Most reasonable people—which, unfortunately, doesn’t always include bioethicists—would be horrified if we followed these views to their logically consistent outcomes. Ethicist Joseph Fletcher, for example, believed that humans with an IQ below forty might not be persons, and those with an IQ below twenty were definitely not persons. Bioethicist H. Tristram Engelhardt, Jr. says that “fetuses, infants, the profoundly mentally retarded, and the hopelessly comatose” all fall into the category of “nonpersons.” And Princeton philosopher Peter Singer believes that since patients with Alzheimer’s and infants up to the age of twenty-four months are not persons, it is not wrong to kill them. Not surprisingly, when you allow intellectuals to define personhood, they will attempt to establish a criterion based on intellect, reason, and consciousness.

Although they intend to include themselves within the lines of demarcation, they are not wholly successful. For instance, if these philosophers were to fall into a deep sleep they would cease to meet the very criteria that they have established for personhood. Using their own arguments, we should be able to kill them before they wake up.

They may protest that they were persons before they fell asleep. But so were the “hopelessly comatose.” Yes, but the difference, they’ll contend, is that they’ll meet the criteria again once they wake up. This is certainly true, but if they are killed in their sleep they won’t ever wake up, so that becomes an irrelevant point. What does it matter that a human being was a person or will once again be a person? If it is morally acceptable to kill non-human persons then what matters is what they are right now .

(You might find my justification absurd. Indeed, I hope you do because this type of thinking is utterly idiotic. The blatant attempts at rationalizing clearly immoral behavior is why Francis Beckwith and other scholars have been able to demolish the ‘functionalism’ argument, that defends the killing of “non-person” humans.)

The reason why it is wrong to kill philosophy professors in their sleep is the same reason it is wrong to destroy embryos and fetuses: moral people do not kill innocent human beings. Not all persons are human beings, of course, and it may even be the case that not all human beings are persons. But all human beings—whether persons or non-persons—are human beings; this is not only a tautology but a scientifically and ontologically verifiable fact.

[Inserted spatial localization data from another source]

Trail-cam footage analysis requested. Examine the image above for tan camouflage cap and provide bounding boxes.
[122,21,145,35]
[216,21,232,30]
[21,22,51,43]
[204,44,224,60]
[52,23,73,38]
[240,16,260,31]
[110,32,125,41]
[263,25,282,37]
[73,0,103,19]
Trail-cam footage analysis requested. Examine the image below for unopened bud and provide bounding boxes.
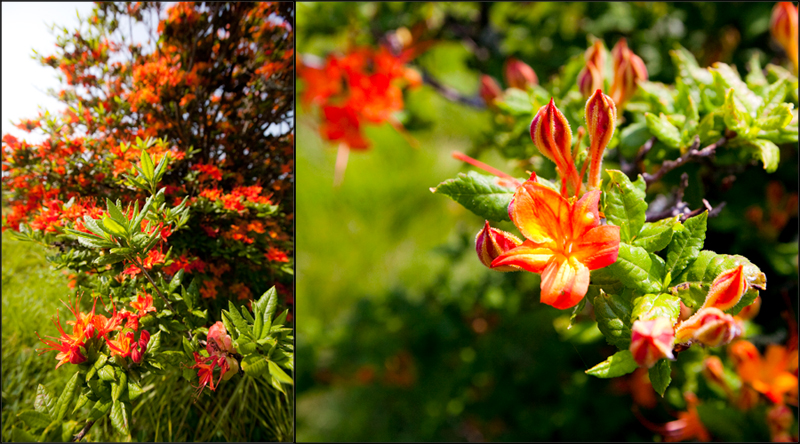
[530,99,580,196]
[222,356,239,381]
[679,300,693,321]
[131,344,143,364]
[771,2,799,72]
[703,265,747,311]
[767,404,795,439]
[585,40,606,72]
[476,221,523,272]
[630,318,675,368]
[138,329,151,352]
[609,38,648,107]
[70,348,87,365]
[702,356,730,391]
[577,62,604,98]
[585,89,617,189]
[85,323,96,339]
[504,58,538,90]
[479,75,502,107]
[675,307,741,347]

Advocates for embryo and fetal destruction should therefore stop playing semantic games and admit that what they believe is that it is acceptable to kill some human beings because human beings do not have, per se, intrinsic worth.

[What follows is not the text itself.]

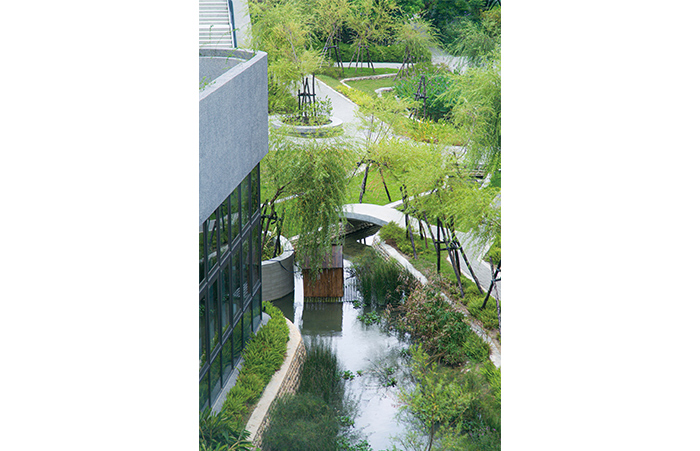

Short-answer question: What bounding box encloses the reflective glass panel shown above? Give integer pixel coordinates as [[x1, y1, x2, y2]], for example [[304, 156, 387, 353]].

They should also stop making the ridiculous claim that their opinions on personhood are based on science (when did metaphysics become an empirical science?) and should instead employ historical arguments to defend their position. History, after all, is filled with examples of people justifying the slaughter of other human beings. If you want to kill certain groups of human beings, you can find a sufficient rationalization somewhere in the history of human beings—there’s no need to make the argument personal.